Review liannaedgelord 3/5 · Apr 28, 2025
Dunno what I expected
It's weird, the Blackwell series as a whole is kind of talked about as a classic in the adventure game space, but Epiphany is the only individual game that seems to get any specific praise. The only time anyone ever tells you to play the first four games is when they're telling you how it's worth it as a build …
It's weird, the Blackwell series as a whole is kind of talked about as a classic in the adventure game space, but Epiphany is the only individual game that seems to get any specific praise. The only time anyone ever tells you to play the first four games is when they're telling you how it's worth it as a build to the last one. So how do I even review a game that's retroactively become a glorified prologue to another, presumably better game?
The Blackwell Legacy is competent but nothing amazing. The story doesn't stand on its own. It's short. A couple puzzles are obtuse. The voice acting is rough. The music is annoying. I'm inclined to be kind to it because it hits an incredibly specific nostalgia button for me as someone who grew up playing random freeware adventures from hobbyist developers, but I don't know if I could recommend it on its own merits?

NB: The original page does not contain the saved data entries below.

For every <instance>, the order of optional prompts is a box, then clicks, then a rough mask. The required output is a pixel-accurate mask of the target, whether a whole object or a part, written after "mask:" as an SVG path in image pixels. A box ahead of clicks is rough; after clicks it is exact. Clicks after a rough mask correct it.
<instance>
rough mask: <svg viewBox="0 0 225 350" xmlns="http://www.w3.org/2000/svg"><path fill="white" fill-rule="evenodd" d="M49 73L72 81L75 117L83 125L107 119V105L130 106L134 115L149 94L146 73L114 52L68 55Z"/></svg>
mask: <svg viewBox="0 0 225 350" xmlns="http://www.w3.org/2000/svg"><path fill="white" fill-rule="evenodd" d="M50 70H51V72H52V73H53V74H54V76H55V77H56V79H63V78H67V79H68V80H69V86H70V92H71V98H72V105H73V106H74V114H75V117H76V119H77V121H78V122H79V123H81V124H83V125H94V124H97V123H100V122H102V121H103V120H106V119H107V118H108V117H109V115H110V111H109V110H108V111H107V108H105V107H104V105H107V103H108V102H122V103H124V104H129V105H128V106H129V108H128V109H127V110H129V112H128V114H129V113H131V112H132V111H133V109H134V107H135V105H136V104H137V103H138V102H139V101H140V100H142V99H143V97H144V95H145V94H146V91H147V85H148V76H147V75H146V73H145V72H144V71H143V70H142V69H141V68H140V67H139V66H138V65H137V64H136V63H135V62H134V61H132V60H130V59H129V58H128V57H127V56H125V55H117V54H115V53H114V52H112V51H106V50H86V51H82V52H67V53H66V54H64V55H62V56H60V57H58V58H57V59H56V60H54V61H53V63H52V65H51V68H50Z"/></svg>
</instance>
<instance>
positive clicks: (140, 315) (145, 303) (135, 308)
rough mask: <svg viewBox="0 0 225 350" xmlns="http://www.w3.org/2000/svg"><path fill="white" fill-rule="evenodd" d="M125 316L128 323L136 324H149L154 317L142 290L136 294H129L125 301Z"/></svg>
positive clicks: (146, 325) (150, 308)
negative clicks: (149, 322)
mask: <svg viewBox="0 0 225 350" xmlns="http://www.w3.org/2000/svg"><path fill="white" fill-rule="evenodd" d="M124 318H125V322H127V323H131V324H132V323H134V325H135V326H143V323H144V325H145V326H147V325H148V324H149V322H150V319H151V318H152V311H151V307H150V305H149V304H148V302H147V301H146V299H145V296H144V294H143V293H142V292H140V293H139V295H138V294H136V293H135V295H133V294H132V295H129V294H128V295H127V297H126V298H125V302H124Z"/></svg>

The mechanic of combining dialogue topics in the notebook the way you combine items in the inventory is genuinely clever. A couple puzzles genuinely felt good to solve. The character writing shows a lot of potential. It ends before any of the problems have a chance to become irritating. I do see why adventure game fans gave this series a chance in 2006 when pickings were slim, and I am interested enough that I'll probably get to the other games eventually but again, I don't know. There's a reason nobody really talks about this one by itself.
More than anything, it makes me want to play 5 Days a Stranger again.